Friday, March 30, 2012

Locating Political Orientations

I’ve never found the “left-right” description of political orientations a particularly accurate way to describe actual perspectives and positions.  This spatial metaphor may have made some sense just after the French Revolution, when members of the National Assembly placed supporters of king and religion on the right of the assembly president and advocates of revolution on the left, but even then this linear distinction became a self-fulfilling prophecy by pushing the varied viewpoints into a predetermined dichotomy. This way of thinking about philosophies and allegiances results in groupings that may be accidentally linked at the present point in history, but that logically combine the incompatible. For  example, what do classical liberals, who believe in minimal government interference with individual interactions, have in common with classical advocates of state power, such as Joseph de Maistre, or with proponents of military nationalism, or even with moderate traditionalist classical conservatives, such as Edmund Burke? Why would Adolf Hitler and Benito Mussolini fall on the extreme “right” while Joseph Stalin and Mao Tse Tung fall on the other side when all four have so much in common?  The left-right image lies behind Corey Robin’s recent cartoonish characterization of the history of political thought as a struggle between supporters of status quo power and privilege and democratizing champions of liberation.
I suggest that a better way to think about political positions might be to conceive of them as falling within a triangle, depending on the degree to which the positions involve statism, traditionalism, and individualism.             

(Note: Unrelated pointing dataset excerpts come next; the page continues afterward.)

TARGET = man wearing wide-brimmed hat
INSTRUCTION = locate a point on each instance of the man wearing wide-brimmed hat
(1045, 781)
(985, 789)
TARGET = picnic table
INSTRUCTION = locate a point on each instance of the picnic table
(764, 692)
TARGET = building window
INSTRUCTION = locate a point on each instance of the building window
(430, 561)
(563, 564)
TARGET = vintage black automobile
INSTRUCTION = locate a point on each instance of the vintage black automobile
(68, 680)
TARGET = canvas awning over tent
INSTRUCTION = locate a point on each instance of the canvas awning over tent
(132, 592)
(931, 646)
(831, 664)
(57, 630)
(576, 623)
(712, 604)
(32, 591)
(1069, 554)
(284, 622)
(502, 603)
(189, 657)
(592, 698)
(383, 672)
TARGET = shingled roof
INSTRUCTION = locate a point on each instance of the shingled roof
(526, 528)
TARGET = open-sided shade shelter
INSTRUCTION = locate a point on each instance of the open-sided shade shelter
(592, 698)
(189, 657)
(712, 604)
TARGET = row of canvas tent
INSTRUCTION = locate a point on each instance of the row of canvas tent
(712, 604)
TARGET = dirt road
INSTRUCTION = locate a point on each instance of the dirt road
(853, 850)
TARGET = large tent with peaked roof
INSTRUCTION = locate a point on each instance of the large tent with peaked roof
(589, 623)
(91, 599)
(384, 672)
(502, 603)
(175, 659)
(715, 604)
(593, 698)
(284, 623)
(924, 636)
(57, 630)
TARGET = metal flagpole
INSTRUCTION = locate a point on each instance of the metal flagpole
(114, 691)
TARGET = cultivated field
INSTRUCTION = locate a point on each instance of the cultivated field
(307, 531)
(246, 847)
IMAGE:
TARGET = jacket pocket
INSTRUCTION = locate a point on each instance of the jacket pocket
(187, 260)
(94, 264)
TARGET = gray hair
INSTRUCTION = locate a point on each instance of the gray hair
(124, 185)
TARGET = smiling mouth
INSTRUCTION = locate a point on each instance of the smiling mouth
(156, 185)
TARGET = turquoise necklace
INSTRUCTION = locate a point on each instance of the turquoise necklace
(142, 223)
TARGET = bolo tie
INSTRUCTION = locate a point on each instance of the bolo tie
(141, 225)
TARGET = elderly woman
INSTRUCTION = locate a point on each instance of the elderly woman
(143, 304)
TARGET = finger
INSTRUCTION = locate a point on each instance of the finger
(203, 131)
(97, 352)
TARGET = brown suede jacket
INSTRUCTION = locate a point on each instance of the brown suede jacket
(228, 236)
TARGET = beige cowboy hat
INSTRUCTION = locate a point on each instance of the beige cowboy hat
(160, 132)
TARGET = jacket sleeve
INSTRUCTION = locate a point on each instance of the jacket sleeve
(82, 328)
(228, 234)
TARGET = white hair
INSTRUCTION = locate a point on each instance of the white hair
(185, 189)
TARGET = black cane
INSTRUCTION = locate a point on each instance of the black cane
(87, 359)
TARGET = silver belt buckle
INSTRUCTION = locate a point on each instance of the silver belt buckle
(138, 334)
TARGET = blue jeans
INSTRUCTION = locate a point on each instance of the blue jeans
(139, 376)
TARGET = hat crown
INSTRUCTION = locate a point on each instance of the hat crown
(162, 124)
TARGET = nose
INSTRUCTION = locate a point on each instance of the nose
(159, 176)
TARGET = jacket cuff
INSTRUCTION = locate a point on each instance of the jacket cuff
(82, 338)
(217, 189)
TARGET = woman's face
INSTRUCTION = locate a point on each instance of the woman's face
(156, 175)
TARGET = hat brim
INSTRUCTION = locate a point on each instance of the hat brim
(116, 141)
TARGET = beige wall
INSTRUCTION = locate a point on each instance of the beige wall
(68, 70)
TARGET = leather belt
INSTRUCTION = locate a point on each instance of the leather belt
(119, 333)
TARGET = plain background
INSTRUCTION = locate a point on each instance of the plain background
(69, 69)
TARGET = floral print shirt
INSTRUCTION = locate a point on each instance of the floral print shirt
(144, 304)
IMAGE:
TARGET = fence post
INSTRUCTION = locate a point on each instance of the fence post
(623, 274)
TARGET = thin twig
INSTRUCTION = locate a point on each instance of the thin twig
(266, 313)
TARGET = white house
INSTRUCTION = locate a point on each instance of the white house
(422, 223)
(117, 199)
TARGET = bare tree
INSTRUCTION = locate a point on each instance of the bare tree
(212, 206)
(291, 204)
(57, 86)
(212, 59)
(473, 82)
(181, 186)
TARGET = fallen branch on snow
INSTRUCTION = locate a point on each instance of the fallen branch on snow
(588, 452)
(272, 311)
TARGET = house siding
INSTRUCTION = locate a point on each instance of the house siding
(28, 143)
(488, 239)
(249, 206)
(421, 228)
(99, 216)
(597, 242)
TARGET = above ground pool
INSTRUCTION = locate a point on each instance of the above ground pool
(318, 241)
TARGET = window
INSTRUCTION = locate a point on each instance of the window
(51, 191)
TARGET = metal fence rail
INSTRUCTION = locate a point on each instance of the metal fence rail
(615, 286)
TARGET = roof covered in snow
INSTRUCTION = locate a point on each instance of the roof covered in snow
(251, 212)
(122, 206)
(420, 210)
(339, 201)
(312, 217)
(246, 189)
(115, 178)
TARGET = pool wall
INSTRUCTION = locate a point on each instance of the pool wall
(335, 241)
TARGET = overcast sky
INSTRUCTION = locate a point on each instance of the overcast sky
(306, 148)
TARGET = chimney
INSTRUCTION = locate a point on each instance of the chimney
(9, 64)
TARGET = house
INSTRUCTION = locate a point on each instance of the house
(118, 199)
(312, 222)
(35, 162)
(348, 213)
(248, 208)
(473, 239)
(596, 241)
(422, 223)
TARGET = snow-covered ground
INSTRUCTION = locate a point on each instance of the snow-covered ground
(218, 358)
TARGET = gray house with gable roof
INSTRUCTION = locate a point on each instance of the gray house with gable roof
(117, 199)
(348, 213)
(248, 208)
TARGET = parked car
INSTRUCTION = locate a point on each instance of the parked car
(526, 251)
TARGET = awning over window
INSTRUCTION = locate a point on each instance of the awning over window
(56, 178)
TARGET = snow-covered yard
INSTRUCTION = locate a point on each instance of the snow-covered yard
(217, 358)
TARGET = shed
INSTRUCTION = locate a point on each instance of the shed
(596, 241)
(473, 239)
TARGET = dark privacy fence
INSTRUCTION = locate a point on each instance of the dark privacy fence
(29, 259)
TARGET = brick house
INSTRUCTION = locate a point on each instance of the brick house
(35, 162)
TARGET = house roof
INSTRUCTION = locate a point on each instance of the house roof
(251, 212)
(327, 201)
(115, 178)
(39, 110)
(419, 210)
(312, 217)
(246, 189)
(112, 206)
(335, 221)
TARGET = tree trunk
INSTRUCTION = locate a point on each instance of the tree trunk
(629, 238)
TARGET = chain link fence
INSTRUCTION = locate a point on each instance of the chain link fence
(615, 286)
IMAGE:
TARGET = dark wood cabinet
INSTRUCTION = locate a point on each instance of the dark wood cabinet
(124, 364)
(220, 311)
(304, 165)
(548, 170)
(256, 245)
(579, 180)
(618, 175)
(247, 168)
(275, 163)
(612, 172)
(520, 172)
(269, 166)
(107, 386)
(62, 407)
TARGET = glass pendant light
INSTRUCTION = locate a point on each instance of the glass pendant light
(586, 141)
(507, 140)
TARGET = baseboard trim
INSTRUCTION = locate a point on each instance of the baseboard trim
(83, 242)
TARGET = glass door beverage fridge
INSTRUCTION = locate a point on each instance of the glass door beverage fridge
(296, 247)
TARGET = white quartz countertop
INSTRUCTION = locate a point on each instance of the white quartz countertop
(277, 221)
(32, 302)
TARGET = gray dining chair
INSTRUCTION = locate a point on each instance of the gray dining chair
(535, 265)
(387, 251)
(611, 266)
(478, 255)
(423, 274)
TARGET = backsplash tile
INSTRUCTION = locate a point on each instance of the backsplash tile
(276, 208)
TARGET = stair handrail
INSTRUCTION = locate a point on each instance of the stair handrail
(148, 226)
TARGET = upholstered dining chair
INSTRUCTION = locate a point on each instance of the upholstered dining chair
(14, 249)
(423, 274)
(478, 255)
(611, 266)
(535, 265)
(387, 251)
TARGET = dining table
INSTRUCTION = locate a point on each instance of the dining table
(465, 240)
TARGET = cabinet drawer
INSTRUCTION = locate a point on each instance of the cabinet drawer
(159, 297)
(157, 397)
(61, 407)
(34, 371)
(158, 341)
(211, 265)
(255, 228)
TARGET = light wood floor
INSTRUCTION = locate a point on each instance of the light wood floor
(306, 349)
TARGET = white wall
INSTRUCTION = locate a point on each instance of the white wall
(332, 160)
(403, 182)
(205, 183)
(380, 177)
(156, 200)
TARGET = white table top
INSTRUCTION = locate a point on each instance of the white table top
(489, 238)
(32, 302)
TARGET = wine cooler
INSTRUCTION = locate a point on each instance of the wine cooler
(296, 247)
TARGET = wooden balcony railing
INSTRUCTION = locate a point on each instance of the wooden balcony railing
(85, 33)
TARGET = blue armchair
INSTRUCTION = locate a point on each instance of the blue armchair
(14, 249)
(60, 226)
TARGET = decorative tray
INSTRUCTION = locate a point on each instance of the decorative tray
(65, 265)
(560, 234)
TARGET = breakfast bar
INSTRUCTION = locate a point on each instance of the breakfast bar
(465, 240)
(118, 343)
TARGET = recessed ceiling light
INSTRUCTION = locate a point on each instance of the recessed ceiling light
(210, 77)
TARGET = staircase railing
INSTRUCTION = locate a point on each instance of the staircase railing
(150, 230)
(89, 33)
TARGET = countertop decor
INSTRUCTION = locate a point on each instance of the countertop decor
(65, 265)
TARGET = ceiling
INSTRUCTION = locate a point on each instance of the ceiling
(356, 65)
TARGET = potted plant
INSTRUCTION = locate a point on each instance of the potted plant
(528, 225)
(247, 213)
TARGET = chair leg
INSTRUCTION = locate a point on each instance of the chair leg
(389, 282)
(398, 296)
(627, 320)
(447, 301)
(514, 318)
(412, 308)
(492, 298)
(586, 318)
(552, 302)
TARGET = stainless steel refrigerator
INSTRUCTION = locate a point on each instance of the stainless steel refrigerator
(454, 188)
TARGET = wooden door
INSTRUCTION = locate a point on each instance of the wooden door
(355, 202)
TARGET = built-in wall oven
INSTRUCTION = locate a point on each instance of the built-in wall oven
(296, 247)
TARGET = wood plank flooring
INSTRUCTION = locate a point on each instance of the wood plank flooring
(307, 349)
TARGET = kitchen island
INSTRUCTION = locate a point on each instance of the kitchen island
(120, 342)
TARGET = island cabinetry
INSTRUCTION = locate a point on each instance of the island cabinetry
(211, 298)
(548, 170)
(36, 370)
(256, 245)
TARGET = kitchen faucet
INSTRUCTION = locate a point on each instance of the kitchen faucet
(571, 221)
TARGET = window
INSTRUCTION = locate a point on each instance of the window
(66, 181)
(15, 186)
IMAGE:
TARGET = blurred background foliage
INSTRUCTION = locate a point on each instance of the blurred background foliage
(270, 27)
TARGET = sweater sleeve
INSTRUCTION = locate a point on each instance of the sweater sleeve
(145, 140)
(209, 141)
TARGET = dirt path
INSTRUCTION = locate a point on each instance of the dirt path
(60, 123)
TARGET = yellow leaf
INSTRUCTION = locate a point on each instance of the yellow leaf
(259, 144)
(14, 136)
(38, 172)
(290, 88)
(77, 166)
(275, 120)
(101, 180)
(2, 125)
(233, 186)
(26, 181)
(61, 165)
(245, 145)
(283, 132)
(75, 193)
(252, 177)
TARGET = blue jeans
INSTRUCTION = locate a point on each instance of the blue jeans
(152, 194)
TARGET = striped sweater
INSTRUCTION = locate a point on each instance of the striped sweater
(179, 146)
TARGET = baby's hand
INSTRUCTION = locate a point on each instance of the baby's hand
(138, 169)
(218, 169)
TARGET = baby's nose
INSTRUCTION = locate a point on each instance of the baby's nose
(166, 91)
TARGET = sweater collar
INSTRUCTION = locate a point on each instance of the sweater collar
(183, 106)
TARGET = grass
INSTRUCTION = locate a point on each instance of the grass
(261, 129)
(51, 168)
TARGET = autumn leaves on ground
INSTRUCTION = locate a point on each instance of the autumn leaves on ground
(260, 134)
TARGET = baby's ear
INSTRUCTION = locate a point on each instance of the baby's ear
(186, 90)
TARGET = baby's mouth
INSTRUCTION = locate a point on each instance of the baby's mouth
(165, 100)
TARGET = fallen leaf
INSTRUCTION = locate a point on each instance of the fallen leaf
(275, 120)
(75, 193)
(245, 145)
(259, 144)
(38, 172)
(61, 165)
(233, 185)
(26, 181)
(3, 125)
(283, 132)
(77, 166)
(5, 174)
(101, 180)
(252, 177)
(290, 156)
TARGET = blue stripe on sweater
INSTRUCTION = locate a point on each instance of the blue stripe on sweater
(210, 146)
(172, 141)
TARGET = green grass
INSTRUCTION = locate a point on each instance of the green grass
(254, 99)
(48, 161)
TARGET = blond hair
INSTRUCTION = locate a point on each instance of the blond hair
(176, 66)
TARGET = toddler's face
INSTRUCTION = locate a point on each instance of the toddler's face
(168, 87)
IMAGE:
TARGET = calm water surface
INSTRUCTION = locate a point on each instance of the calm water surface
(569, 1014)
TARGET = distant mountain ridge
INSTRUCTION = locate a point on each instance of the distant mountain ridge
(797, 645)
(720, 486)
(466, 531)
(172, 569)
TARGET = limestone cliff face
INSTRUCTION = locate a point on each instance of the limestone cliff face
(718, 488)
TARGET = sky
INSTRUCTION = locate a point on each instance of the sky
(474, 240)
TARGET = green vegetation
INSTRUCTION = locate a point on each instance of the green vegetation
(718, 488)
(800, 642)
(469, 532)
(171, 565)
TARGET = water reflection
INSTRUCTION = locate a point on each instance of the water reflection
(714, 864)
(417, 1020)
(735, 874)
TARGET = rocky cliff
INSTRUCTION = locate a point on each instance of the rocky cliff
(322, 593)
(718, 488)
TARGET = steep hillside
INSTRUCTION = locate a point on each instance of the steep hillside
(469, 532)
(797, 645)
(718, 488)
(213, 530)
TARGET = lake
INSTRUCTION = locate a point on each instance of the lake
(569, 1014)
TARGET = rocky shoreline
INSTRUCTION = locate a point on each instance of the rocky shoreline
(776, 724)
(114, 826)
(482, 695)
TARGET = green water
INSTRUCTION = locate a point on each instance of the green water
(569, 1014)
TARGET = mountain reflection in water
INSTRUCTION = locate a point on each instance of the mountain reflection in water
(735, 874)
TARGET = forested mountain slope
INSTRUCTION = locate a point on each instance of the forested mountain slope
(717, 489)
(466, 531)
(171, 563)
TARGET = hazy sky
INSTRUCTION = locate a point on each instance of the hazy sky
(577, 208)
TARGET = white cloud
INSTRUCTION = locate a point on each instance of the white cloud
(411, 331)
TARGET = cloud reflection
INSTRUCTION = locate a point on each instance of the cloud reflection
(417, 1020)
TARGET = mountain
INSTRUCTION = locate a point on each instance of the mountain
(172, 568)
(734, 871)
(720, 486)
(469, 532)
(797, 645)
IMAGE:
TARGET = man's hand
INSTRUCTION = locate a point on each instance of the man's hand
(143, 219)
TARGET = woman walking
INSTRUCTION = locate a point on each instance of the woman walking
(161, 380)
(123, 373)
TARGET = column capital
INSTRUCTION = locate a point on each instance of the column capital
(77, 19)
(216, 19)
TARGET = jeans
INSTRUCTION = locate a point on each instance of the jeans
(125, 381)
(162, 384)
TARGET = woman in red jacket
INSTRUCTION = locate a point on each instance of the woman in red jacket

 As a formal political philosophy, individualism may be the most recent of these. We often think of individualism as appearing in the late eighteenth century in the works of John Locke and others. To various extents, individualistic thinking appears in the thinking of Thomas Jefferson, later anarcho-capitalists such as Benjamin Tucker, and classical liberals such as John Stuart Mill. As a political tendency, though, individualism is probably as old as human societies. Thomas Mayor, for example, has recently characterized hunters-gatherers, participants in the most ancient type of human order, as “the original libertarians,” and most anthropologists would agree that hunting and gathering societies display a high degree of individual voluntarism.  I’d define as individualism, then, emphasis on the control of individuals over their own lives and actions.
Traditionalism is an emphasis on social institutions passed down over time. The oldest and most fundamental of these institutions is the family, and traditionalist politics generally place family relations at their center. But other kinds of relationships based on immediate personal ties or religious affiliations may also constitute traditional institutions. Not surprisingly, these relationships are often conceived of as family-like relations.
Statist orientations place formal governmental bodies in the position of deciding and directing the  lives of those in their control. While it might at first appear that statism is incompatible with the other two, or that the other two are mutually incompatible), in fact approaches to political life tend to combine the three to some extent. A divine right monarchy, for example, can be located somewhere in the upper part of the triangle, containing elements of statism and traditionalism and located between the two. The sociologist Robert Nisbet argued that the modern centralized state results from the disintegration of traditional social institutions, producing atomized individuals under a powerful government. So, we would probably place modern corporatist polities close to the statism-individualism line, with the more authoritarian corporatist states closer to the angle of statism. The welfare state, with its proliferation of government-guaranteed individual entitlements, would also be a form of statist-individualism, somewhere near this part of the triangle. Nisbet’s biographer Brad Lowell Stone has characterized Nisbet’s own political approach as an anti-statist libertarian communitarianism, stressing traditional social institutions and relationships.  This kind of political thought or a political commitment of this type would be located near the traditionalism-individualism line, probably somewhat closer to the traditionalism angle. 
These placements within the figure are, of course, impressionistic.  One could, though, come up with indexes of all three tendencies and place political theories, parties, movements, and actions inside this space based on three sets of scores.